Claiming income tax account and pay as you go instalment credits
To avoid delayed refunds it is important to understand if and where you should claim income tax account (ITA) credits and pay as you go (PAYG) instalment credits on your client's tax return.
The following information will help you determine what credit you can claim on a tax return and at which label.
Income tax account (ITA) credits
ITA credits can appear on your client's account at any time and arise from events such as:
general interest charge (GIC) remissions
overpayments
early payments of tax liabilities.
ITA credits must not be claimed on a tax return, as they are automatically added back when a return is processed. This applies to all types of tax returns.
An ITA credit on a tax return will cause the return to stop processing and require manual correction.
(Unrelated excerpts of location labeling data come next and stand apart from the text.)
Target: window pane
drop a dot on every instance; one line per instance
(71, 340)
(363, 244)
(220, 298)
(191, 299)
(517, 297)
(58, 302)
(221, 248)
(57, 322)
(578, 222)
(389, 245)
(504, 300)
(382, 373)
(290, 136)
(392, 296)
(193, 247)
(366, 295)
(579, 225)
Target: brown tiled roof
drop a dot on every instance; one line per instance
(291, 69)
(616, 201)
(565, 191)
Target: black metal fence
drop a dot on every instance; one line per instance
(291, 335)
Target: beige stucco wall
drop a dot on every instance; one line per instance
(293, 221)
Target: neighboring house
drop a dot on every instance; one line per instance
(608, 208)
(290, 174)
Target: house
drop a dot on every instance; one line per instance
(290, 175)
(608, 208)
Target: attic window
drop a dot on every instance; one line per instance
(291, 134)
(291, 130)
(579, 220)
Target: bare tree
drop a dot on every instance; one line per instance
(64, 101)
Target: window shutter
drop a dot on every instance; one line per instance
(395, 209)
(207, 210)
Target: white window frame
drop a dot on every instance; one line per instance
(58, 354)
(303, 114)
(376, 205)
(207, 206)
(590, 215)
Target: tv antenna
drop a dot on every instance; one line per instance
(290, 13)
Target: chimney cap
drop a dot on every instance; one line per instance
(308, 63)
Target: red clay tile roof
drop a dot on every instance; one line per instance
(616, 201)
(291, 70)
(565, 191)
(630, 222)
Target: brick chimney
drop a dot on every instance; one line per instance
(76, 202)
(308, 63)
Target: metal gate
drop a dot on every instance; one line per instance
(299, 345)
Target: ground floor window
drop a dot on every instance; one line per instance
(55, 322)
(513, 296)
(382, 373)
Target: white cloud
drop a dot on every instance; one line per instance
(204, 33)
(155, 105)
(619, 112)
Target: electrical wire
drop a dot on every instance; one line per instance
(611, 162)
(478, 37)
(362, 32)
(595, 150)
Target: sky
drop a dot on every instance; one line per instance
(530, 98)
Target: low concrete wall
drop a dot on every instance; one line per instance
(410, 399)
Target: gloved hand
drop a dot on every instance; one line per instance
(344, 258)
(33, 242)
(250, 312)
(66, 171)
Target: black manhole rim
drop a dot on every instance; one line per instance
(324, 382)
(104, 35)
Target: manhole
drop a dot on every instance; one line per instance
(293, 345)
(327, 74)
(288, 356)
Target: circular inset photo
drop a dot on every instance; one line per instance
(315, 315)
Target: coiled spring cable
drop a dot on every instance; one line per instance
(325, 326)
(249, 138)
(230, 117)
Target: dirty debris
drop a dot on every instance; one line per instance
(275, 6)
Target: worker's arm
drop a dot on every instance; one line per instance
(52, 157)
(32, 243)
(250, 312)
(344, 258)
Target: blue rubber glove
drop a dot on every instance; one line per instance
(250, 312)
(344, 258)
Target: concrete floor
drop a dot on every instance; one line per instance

Pay as you go (PAYG) instalment credits
PAYG instalment amounts must only be recorded on the calculation statement at:
Label T in company returns
Label G in super fund returns.
They must not be included on individual, trust or partnership tax returns.
PAYG instalment amounts are automatically refunded. For company and super fund returns, this occurs irrespective of the amount included at Label T or G (with the exception of certain consolidated company tax returns).
PAYG instalment credit calculation
PAYG instalment credit calculation amounts for the year can cause confusion.
We use the amount declared on an activity statement as the basis for the PAYG instalment credit, not the corresponding payment amount.
You should use the amounts declared at labels 5A less 5B on the activity statement for your client's tax return Label T or G claim.